A pandas-like wrapper for PDF operations. Read, transform, export.

These details have been verified by PyPI

Project links

GitHub Statistics

Maintainers

jmfeck

These details have not been verified by PyPI

Project description

lazypdf

A pandas-like Python wrapper for PDF operations. Read, transform, export.

Install

pip install lazypdf

Optional extras:

pip install lazypdf[ocr]       # OCR support (pytesseract + Pillow)
pip install lazypdf[office]    # DOCX/XLSX/PPTX export (python-docx, openpyxl, python-pptx)
pip install lazypdf[tables]    # Table extraction (pdfplumber)
pip install lazypdf[html]      # HTML to PDF (WeasyPrint)
pip install lazypdf[msoffice]  # MS Office COM automation on Windows (pywin32)
pip install lazypdf[all]       # Everything

Quick Start

import lazypdf as lz

# Read -> Transform -> Export
lz.read("input.pdf").rotate(90).compress().to_pdf("output.pdf")

# Merge multiple PDFs
lz.merge("file1.pdf", "file2.pdf", "file3.pdf").to_pdf("merged.pdf")

# Convert images to PDF
lz.read_images("scan1.jpg", "scan2.jpg").to_pdf("scans.pdf")

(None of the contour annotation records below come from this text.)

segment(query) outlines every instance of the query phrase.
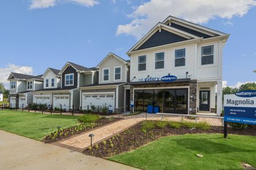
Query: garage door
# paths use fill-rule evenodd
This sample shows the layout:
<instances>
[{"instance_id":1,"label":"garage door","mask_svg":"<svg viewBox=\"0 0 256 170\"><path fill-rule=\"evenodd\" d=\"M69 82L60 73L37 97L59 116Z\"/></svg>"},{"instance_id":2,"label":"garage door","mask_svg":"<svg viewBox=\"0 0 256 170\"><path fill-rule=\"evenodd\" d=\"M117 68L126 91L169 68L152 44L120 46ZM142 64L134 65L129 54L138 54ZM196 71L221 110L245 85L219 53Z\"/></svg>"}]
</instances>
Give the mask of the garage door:
<instances>
[{"instance_id":1,"label":"garage door","mask_svg":"<svg viewBox=\"0 0 256 170\"><path fill-rule=\"evenodd\" d=\"M37 104L46 104L47 105L50 104L49 96L34 96L34 103Z\"/></svg>"},{"instance_id":2,"label":"garage door","mask_svg":"<svg viewBox=\"0 0 256 170\"><path fill-rule=\"evenodd\" d=\"M26 107L26 98L25 97L20 97L19 98L19 108L22 108L22 104L23 107Z\"/></svg>"},{"instance_id":3,"label":"garage door","mask_svg":"<svg viewBox=\"0 0 256 170\"><path fill-rule=\"evenodd\" d=\"M83 94L82 109L86 110L87 106L90 108L92 105L108 105L114 108L114 98L113 94Z\"/></svg>"},{"instance_id":4,"label":"garage door","mask_svg":"<svg viewBox=\"0 0 256 170\"><path fill-rule=\"evenodd\" d=\"M60 108L68 110L69 109L69 96L54 96L53 108Z\"/></svg>"},{"instance_id":5,"label":"garage door","mask_svg":"<svg viewBox=\"0 0 256 170\"><path fill-rule=\"evenodd\" d=\"M10 107L11 107L12 108L16 107L16 97L10 97Z\"/></svg>"}]
</instances>

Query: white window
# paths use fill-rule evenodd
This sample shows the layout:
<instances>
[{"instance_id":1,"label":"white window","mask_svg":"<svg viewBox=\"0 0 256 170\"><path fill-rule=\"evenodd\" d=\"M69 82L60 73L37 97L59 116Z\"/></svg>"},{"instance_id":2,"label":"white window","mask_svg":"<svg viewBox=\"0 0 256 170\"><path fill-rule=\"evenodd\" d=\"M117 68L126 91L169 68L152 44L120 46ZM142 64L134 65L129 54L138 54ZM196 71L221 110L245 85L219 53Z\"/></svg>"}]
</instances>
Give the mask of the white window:
<instances>
[{"instance_id":1,"label":"white window","mask_svg":"<svg viewBox=\"0 0 256 170\"><path fill-rule=\"evenodd\" d=\"M74 85L74 74L65 74L65 86Z\"/></svg>"},{"instance_id":2,"label":"white window","mask_svg":"<svg viewBox=\"0 0 256 170\"><path fill-rule=\"evenodd\" d=\"M185 66L185 49L180 49L175 50L175 67Z\"/></svg>"},{"instance_id":3,"label":"white window","mask_svg":"<svg viewBox=\"0 0 256 170\"><path fill-rule=\"evenodd\" d=\"M52 87L54 87L54 79L52 79Z\"/></svg>"},{"instance_id":4,"label":"white window","mask_svg":"<svg viewBox=\"0 0 256 170\"><path fill-rule=\"evenodd\" d=\"M49 87L49 79L46 80L46 87Z\"/></svg>"},{"instance_id":5,"label":"white window","mask_svg":"<svg viewBox=\"0 0 256 170\"><path fill-rule=\"evenodd\" d=\"M103 80L109 80L109 69L108 69L103 70Z\"/></svg>"},{"instance_id":6,"label":"white window","mask_svg":"<svg viewBox=\"0 0 256 170\"><path fill-rule=\"evenodd\" d=\"M15 81L11 82L11 89L15 89L15 88L16 88L15 83L16 82Z\"/></svg>"},{"instance_id":7,"label":"white window","mask_svg":"<svg viewBox=\"0 0 256 170\"><path fill-rule=\"evenodd\" d=\"M143 71L146 70L146 56L139 56L138 60L138 70Z\"/></svg>"},{"instance_id":8,"label":"white window","mask_svg":"<svg viewBox=\"0 0 256 170\"><path fill-rule=\"evenodd\" d=\"M115 68L115 80L121 80L121 68Z\"/></svg>"},{"instance_id":9,"label":"white window","mask_svg":"<svg viewBox=\"0 0 256 170\"><path fill-rule=\"evenodd\" d=\"M27 89L28 90L32 90L33 88L33 82L27 82Z\"/></svg>"},{"instance_id":10,"label":"white window","mask_svg":"<svg viewBox=\"0 0 256 170\"><path fill-rule=\"evenodd\" d=\"M163 69L164 67L164 53L155 54L155 67L156 69Z\"/></svg>"},{"instance_id":11,"label":"white window","mask_svg":"<svg viewBox=\"0 0 256 170\"><path fill-rule=\"evenodd\" d=\"M202 46L201 56L202 65L213 63L213 45Z\"/></svg>"}]
</instances>

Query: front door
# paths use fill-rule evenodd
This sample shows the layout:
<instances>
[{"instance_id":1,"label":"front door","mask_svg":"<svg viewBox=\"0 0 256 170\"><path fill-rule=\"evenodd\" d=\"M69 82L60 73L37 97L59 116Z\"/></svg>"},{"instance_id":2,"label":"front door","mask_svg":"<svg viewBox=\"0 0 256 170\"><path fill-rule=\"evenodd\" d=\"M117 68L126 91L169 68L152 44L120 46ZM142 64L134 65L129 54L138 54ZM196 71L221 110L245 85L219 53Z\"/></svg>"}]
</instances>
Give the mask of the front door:
<instances>
[{"instance_id":1,"label":"front door","mask_svg":"<svg viewBox=\"0 0 256 170\"><path fill-rule=\"evenodd\" d=\"M199 110L210 111L210 91L200 91Z\"/></svg>"}]
</instances>

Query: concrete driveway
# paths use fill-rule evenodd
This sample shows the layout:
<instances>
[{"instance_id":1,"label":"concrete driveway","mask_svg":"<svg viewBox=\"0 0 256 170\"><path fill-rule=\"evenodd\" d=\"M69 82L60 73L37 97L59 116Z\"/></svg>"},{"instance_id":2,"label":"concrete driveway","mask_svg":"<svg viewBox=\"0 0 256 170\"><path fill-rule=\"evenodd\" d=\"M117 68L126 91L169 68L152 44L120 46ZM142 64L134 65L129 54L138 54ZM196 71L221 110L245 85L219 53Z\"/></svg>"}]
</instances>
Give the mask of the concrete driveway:
<instances>
[{"instance_id":1,"label":"concrete driveway","mask_svg":"<svg viewBox=\"0 0 256 170\"><path fill-rule=\"evenodd\" d=\"M136 169L0 130L0 169Z\"/></svg>"}]
</instances>

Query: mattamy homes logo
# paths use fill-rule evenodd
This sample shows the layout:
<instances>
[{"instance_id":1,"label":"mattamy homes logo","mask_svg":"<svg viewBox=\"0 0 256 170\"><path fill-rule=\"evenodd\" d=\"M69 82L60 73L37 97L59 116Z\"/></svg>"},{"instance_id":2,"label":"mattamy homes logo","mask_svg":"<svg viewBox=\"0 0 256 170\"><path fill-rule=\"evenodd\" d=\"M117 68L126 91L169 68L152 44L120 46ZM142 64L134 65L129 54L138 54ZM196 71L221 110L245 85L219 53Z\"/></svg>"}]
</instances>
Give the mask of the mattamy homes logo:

# Read Office documents (requires MS Office or LibreOffice)
lz.read_docx("report.docx").add_watermark("DRAFT").to_pdf("draft.pdf")
lz.read_xlsx("data.xlsx").to_png("output/")
lz.read_pptx("slides.pptx").extract_pages([1, 3]).to_pdf("summary.pdf")

# Extract specific pages
lz.read("big.pdf").extract_pages([1, 3, 5]).to_pdf("selected.pdf")

# Add watermark and page numbers
(
    lz.read("report.pdf")
    .add_watermark("CONFIDENTIAL", opacity=0.2)
    .add_page_numbers(position="bottom-center")
    .to_pdf("final.pdf")
)

# Export to images
lz.read("slides.pdf").to_png("output_dir/", dpi=300)

# Extract text
text = lz.read("document.pdf").extract_text()

# Encrypt / decrypt
lz.read("doc.pdf").encrypt("password").to_pdf("protected.pdf")
lz.read("protected.pdf").decrypt("password").to_pdf("unlocked.pdf")

# Redact sensitive text (case-sensitive, exact match)
lz.read("doc.pdf").redact("SECRET-123").to_pdf("redacted.pdf")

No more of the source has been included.